Police violence is historical in Colombia. However, in the opinion of Mauricio Albarracín, deputy director of the human rights NGO, Dejusticia, there are two facts that serve as context to understand the current situation: first, the appearance, in 2016, of a new Police code, which gave powers to its members such as the transfer by procedure that, “in practice, resulted in the Police having more powers to arrest.” The second, the protests of 2019 that supposed a break due to the magnitude of the people who took to the streets and also, due to the response of the authorities with stun guns. “This is how we come to today. The particular thing is that people protested directly against the Police and in a decentralized manner in the Immediate Attention Commands (CAI) in their neighborhoods. The other variation is the shooting of protesters, that is unprecedented and very serious, ”says Albarracín.

Another peculiarity is the growing attacks on journalists. “We have observed that since the protests of 2019 to date there is a turning point, there is a more aggressive behavior on the part of the Police towards the journalists they are covering. In other protests, such as the 2013 agrarian strike, excessive force and illegal police practices were not seen as widespread, “says Jonathan Bock, deputy director of the Federation for Freedom of the Press (FLIP). In the last hours there were 6 attacks on the press.

The national government and the police have said that they are advancing reforms and changes in the training of the uniformed men and that five policemen have already been suspended from their positions due to the lawyer’s investigation. About the 14 civilians killed, Gustavo Moreno, commander in charge of the Police, said that they did not order to shoot “absolutely anyone”, that they are reviewing the videos and that there are “decisions that are taken individually” to refer to the actions of the police officers.
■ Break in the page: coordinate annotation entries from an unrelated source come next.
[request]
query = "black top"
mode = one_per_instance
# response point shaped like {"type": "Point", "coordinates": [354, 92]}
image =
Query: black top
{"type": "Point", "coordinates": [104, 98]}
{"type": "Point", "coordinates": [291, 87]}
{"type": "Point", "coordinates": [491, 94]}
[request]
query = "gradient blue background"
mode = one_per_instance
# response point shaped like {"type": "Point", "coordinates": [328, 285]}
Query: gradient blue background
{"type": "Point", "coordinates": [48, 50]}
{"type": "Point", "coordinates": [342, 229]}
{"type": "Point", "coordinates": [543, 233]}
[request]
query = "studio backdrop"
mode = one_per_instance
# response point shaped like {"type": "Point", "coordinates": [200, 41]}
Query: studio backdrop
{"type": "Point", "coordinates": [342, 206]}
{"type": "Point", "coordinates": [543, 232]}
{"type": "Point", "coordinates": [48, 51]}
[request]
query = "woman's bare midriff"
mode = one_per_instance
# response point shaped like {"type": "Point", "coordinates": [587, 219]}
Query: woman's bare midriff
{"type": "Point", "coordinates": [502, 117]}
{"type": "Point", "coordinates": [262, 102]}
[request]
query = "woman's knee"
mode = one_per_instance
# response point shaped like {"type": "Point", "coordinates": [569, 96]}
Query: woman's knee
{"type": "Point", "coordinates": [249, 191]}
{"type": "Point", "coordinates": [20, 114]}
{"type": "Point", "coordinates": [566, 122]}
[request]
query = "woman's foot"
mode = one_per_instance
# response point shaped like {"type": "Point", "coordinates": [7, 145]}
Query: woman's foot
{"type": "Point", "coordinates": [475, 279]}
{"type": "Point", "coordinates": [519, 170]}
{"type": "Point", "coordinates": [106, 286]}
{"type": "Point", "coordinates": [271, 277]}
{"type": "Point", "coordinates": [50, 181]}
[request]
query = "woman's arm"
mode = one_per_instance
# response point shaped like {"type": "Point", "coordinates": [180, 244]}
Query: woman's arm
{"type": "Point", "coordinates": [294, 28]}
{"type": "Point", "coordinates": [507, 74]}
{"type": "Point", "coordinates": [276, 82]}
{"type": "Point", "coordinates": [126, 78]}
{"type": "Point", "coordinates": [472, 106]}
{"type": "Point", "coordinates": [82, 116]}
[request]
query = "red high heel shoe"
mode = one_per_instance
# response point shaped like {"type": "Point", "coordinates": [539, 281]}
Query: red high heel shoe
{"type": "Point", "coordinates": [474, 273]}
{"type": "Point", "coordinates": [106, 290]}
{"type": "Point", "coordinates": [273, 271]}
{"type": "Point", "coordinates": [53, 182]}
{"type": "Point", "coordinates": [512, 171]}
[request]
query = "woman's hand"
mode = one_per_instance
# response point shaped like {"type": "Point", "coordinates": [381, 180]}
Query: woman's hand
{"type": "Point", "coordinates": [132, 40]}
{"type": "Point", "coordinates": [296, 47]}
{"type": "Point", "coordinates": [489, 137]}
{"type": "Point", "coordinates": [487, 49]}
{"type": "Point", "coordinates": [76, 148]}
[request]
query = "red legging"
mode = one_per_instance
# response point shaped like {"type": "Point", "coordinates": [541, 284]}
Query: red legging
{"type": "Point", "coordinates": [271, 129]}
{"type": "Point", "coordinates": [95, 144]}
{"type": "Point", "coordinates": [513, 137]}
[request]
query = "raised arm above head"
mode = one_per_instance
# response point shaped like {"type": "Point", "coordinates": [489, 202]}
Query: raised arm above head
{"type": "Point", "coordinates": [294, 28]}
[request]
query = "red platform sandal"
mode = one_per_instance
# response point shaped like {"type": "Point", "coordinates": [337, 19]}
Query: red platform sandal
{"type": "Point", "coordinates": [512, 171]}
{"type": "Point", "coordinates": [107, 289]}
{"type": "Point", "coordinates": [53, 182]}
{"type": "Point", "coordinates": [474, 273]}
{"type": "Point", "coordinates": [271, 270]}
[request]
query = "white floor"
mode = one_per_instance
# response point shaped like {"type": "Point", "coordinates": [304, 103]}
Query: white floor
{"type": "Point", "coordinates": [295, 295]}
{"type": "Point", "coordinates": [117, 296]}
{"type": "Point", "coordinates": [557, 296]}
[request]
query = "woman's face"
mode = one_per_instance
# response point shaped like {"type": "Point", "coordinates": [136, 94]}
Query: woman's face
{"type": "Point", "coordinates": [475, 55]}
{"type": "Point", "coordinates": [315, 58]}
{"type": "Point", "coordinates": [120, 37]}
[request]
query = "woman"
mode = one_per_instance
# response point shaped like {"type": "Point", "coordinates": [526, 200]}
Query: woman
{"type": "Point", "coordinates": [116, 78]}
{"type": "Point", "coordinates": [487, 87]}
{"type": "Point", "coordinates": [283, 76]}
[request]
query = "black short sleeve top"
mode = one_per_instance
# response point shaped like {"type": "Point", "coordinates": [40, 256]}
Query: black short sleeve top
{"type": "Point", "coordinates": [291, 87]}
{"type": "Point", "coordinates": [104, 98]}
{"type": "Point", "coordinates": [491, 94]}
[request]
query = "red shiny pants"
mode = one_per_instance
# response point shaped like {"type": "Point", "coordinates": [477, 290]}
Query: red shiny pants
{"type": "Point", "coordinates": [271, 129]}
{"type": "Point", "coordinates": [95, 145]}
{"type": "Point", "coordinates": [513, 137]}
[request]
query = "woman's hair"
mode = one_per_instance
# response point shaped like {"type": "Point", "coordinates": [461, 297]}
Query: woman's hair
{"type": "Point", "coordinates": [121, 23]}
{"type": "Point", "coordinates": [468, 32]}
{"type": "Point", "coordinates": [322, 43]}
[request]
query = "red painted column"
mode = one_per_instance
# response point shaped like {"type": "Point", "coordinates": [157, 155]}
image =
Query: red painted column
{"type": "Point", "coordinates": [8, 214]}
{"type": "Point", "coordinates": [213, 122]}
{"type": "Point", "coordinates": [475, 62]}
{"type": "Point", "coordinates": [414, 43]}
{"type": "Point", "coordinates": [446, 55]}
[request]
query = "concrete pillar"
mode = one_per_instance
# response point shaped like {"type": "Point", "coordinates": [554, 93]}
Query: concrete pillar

While the Minister of Defense, Carlos Holmes Trujillo assures that there are criminal hands, coordination behind the protests and “a criminal pattern of perpetrators, destruction and incitators”; President Duque, who is the commander of the Police throughout the country, receives criticism for responding with more military personnel in the streets and ensuring that the Police act in a “gallant” manner. But the mayor does not escape them either. For some sectors, its strict measures to stop the coronavirus pandemic generated a repressive state environment that strained the already quite broken relations between the Police and citizens.